Nonetheless, the unpleasant fact is that Genethics is neither engaging nor illuminating nor even particularly well thought out. Embarking from the notion that a basic grasp of the scientific fundamentals must precede any ethical discussion, the first half of the book is a textbook-dry introduction to genetics of the sort with which undergraduates are all too painfully familiar. The eyes glaze over and 20 pages or more flip past before one realizes one cannot remember a word of what one has just read.
It’s not its grey prose that undermines the first portion of the book, however, but its superfluous detail. If the truth be told, one need not be drilled in the mechanics of mitosis or the chemistry of base-pairing in order to reach a decision about whether surrogate motherhood, for example, is morally acceptable. The “correct” ethical choices, contrary to the teachings of Genethics, simply do not flow from a solid acquaintance with the science involved.
The second half of the work offers a number of case studies to flesh out the ethical issues: the erroneous suggestion in the 1960s that males with an extra Y chromosome might be genetically disposed to violent crime, the current risks of lessening diversity in the world’s food crops, and so on. It’s on the basis of these case studies that Suzuki and Knudtson arrive at their 10 “genethic principles” – the commandments by which they would regulate research.
Unfortunately, what were billed in the preface as “concrete moral ‘solutions’ . . . that are at once imaginative, humane and scientifically sound,” turn out to be largely mealy-mouthed slogans that do little beyond advocating caution in research.
Hence Genethic Principle No. 3 reads: “Information about an individual’s genetic constitution ought to be used to inform his or her personal decisions rather than to impose them.” Sounds great, but what does it mean?

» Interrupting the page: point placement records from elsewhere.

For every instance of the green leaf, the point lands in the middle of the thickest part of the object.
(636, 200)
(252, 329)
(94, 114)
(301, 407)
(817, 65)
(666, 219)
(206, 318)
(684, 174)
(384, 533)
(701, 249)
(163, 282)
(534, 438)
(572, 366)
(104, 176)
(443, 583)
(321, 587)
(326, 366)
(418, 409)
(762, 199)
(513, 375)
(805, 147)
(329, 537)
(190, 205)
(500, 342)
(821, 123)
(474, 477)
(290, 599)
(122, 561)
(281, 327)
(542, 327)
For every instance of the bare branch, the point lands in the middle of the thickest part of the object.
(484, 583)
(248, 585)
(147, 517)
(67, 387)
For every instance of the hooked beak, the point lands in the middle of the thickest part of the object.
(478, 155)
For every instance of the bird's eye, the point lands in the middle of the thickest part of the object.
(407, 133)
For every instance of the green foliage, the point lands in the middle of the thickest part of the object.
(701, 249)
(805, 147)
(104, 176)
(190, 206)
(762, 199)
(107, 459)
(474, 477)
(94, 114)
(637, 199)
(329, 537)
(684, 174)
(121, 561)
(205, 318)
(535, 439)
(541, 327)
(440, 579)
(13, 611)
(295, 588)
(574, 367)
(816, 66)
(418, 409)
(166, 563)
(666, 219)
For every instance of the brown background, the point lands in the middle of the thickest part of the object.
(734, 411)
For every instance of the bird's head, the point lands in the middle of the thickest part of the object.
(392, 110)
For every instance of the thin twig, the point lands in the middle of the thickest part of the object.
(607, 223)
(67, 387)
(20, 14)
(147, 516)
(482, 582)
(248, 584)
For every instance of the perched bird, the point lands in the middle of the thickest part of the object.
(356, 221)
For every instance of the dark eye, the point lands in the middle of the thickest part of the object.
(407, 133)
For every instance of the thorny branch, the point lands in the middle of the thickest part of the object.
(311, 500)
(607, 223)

Confronted by the Pandora’s box of microbiology, the authors have nothing more helpful to suggest than, when in doubt, stuff it back in the box. Such a prescription hardly does justice to the complexities of research in advanced capitalist countries. It’s not only implausible, it’s in all likelihood impossible.
The failing of Genethics is perhaps nowhere more clear than in its steadfast refusal to engage the most prominent and divisive biological issue of the day. If anything provides an exemplar of the moral uncertainties surrounding technical intervention in the course of nature, it’s abortion. But Suzuki and Knudtson have absolutely nothing to say on the subject beyond the cursory admission that they favor the right of choice.
Perhaps they avoid the topic because, strictly speaking, it has little to do with genetics. But if their grandiloquent principles shed no light on such a fundamental issue, what hope is there that they might guide policy in areas not yet extant?
The very fact of the abortion debate is itself enough to put paid to the entire “genethics” project. The ferocity of conviction on either side is neither inspired nor affected by the technical details of fetal growth, and one is unlikely to change one’s views simply as a result of more schooling in the intricacies of blastula differentiation. What one camp sees as nothing less than infanticide, the other views as the mere harmless abrogation of cellular development.
It’s foolhardy to suppose that there might be a single “ethical” course satisfactory to everyone. Indeed, it’s foolhardy to suppose that an ethical code is a set of transcendent rules imposed from above. “Ethics,” such as they exist, are the historical products of political struggle, and the intransigence of the abortion debate is only one stubborn sign of what lies in store.